Adam DiBattista received his BA in Archaeology from Boston University (2014), followed by his MA (2016) and PhD from the Cotsen Institute of Archaeology at UCLA (2021). He is an archaeologist researching the creation and use of objects made from animal materials (e.g., bone, antler, ivory) in the Iron Age Mediterranean. His work examines human-animal relationships in the past, 1st millennium ivory trade, and the role of worked animal objects within intercultural exchange.
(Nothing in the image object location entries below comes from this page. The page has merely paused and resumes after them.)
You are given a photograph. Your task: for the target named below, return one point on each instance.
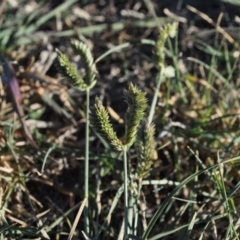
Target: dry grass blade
(77, 218)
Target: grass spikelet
(68, 71)
(87, 59)
(145, 146)
(137, 104)
(99, 119)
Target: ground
(195, 166)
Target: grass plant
(169, 170)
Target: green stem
(86, 180)
(137, 211)
(125, 194)
(155, 97)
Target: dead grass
(197, 116)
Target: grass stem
(86, 180)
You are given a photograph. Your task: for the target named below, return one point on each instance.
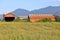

In his dissertation "Transformations of Animal Materials in Early Greece," he explores how individuals in the Greek world incorporated worked animal objects into funerary and dedicatory practices during the Early Iron Age and Archaic periods. Within this dissertation, he adopts alternate theoretical perspectives on nature and culture to better contextualize animal materials in the ancient world. He also examines the evidence for the production of worked animal objects from the site of ancient Methone, an early Greek colony in the Northern Aegean. The archaeological assemblage from Methone revealed robust evidence for the production of these objects in the form of waste from ivory and other animal materials.
At ISAW, he will continue to investigate how animal materials were sourced, created, used, and exchanged in the ancient Mediterranean. One of the goals of this research is to elucidate the relationship between the extinction of the Syrian elephant and the rise of Iron Age ivory industries of the Levant, Greece, and Etruria.